Ora, não tendo havido n'este caso consentimento ex presso da parte, e visto ser meu irmão o relator, entendo que existe inhabilidade da minha parte para continuar a ser membro do tribunal, e por isso entendo que devo retirar-me, o que faço pela rasão que acabo de explicar.

O sr. Conde do Sobral: —Os mesmos motivos que se dão a respeito do sr. conde de Thomar, para não poder fazer parte do tribunal, existem a meu respeito, por estar tambem aqui meu irmão o sr. marquez de Ficalho. Escuso pois de repetir o que disse o sr. conde de Thomar, e peço licença para me retirar.

Os dois dignos pares deixam seguidamente os seus logares, descendo para o pavimento da sala.

O sr. Presidente: — O tribunal ouviu as declarações que fizeram os dignos pares, os srs. condes de Thomar e do Sobral, e as tomará na devida consideração.

O sr. Relator: — Peço a palavra.

O sr. Presidente: — Tem a palavra.

O sr. Silva Cabral (relator): — Cumpre-me, como relator do processo, publicar a decisão que o tribunal acaba de tomar na conferencia; mas antes d'isso, e perfunctoriamente, permitta-se de dizer duas palavras sobre a questão ou duvidas que acabam de ser expostas por dois dignos pares, quanto á sua permanencia aqui, como membros ou juizes do tribunal.

São muito louvaveis os seus escrupulos e Deus me livre de combate-los; mas lembrarei que nós por emquanto estamos nos estreitos limites do processo investigatorio, e que n'este processo não só é doutrina corrente, mas expressa disposição da lei, que não têem logar as suspeições. Bastará consultar os artigos 938.°, 1:001.° e 1:111.° da novissima reforma judiciaria, e respectivas notas, na edição commentada pelo conselheiro Neto, para não restar a menor duvida sobre o assumpto.

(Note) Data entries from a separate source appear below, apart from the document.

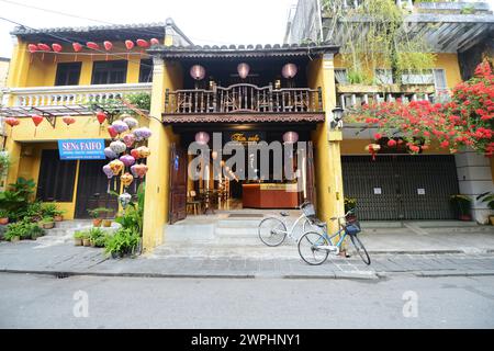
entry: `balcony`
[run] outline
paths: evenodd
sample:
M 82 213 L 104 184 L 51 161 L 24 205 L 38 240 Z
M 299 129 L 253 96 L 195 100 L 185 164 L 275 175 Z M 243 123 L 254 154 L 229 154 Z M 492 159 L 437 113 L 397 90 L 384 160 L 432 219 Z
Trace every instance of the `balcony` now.
M 211 90 L 167 90 L 165 95 L 165 123 L 283 121 L 324 121 L 321 88 L 273 89 L 238 83 Z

Parecia-me portanto que as duvidas propostas poderiam ser resolvidas pelo tribunal, e que d'esta fórma se chegaria a socegar os escrupulos dos dignos pares, se é que esses escrupulos não complicam com motivos que tocam ao seu fôro intimo.

Emquanto ao objecto de que se trata, direi que o tribunal reunido em conferencia, para discutir e tomar deliberação sobre o requerimento do ministerio publico, que promovia e instava que se inquirissem novas testemunhas, indeferiu unanimemente o requerimento, e eis o accordão:

«Acorda a camara dos pares, constituida em tribunal de justiça, que considerando que o requerimento do procurador geral da corôa, exarado a fl. é opposto ás prescripções dos artigos 938.° e 878.° da novissima reforma judiciaria, considerando que as testemunhas apontadas pelo ministerio publico duas d'ellas estão inquiridas no summario, e as outras por serem deputados, que intervieram na decisão do processo de outros co-réus, teriam incompatibilidade para serem inquiridas, desattende o mesmo requerimento, e ordena que o processo progrida nos termos ulteriores.

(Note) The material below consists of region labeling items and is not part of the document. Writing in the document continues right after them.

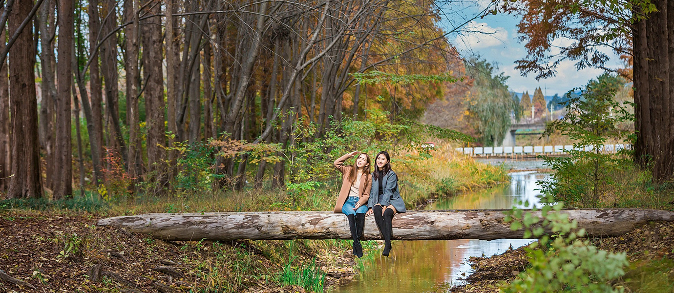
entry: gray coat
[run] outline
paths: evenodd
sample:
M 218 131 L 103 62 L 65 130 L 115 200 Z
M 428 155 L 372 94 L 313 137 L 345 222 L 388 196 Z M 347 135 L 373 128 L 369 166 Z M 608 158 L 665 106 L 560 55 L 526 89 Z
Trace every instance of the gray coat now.
M 402 200 L 402 197 L 400 197 L 400 193 L 398 190 L 398 175 L 396 175 L 392 170 L 389 171 L 384 176 L 381 181 L 384 183 L 381 185 L 384 192 L 379 198 L 379 181 L 375 179 L 374 176 L 372 176 L 372 188 L 370 189 L 370 198 L 367 201 L 367 207 L 371 209 L 377 203 L 381 205 L 393 205 L 398 213 L 406 211 L 405 202 Z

«Camara dos dignos pares, constituida em tribunal de justiça, 1 de junho de 1867. =(Seguem-se as assignaturas.)»

O sr. "Juiz Presidente: — Sobre as declarações que fizeram os dois dignos pares, condes de Thomar e do Sobral, o tribunal resolvêra o que lhe parecer mais conveniente.

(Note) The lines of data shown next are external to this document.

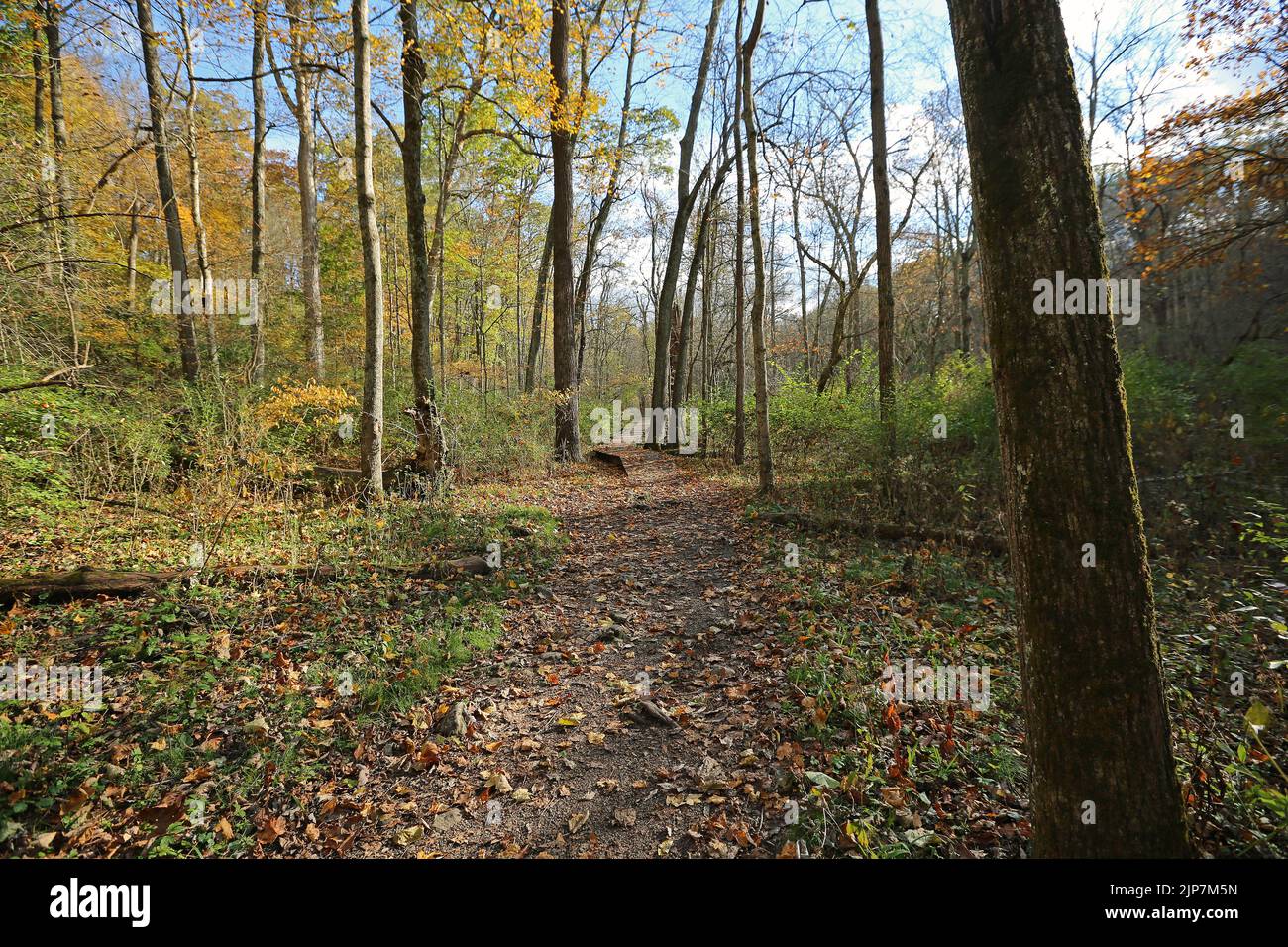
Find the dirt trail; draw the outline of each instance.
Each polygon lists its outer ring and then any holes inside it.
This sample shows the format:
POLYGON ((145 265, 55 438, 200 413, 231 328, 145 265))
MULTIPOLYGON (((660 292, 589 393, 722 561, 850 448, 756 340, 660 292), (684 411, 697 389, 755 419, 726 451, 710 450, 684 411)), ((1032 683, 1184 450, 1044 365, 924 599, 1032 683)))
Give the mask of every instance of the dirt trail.
POLYGON ((469 732, 435 737, 437 765, 399 790, 425 825, 406 854, 732 857, 783 844, 786 660, 741 502, 668 457, 613 451, 625 469, 600 463, 592 490, 556 493, 567 549, 498 649, 448 682, 469 732))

O sr. Conde de Thomar: — Peço a palavra.

O sr. Juiz Presidente: — Tem a palavra o sr. conde de Thomar.

O sr. Conde de Thomar (retomando o seu logar): — Sr. presidente, não me parece que desde que um -membro d'este tribunal declara ter incompatibilidade legal, e que em sua consciencia entende que não póde ser juiz, não me parece, digo, que o tribunal possa negar-se a aceitar a escusa, mas eu em todo o caso declaro que é tão forte a convicção que tenho da procedencia do que expendo, que, ainda mesmo que se resolva que não póde ter logar a minha escusa, eu nem mesmo assim farei mais parte do tribunal.

(S. ex* retirou se da sala.)

O sr. Conde do Sobral: — Sr. presidente, eu faço as mesmas declarações que fez o sr. conde de Thomar, por me achar em identicas circumstancias;

(S. ex.ª retirou-se da sala.)

O sr. Visconde de Algés;—Fez breves considerações em relação á suspeição dos dois dignos pares referidos.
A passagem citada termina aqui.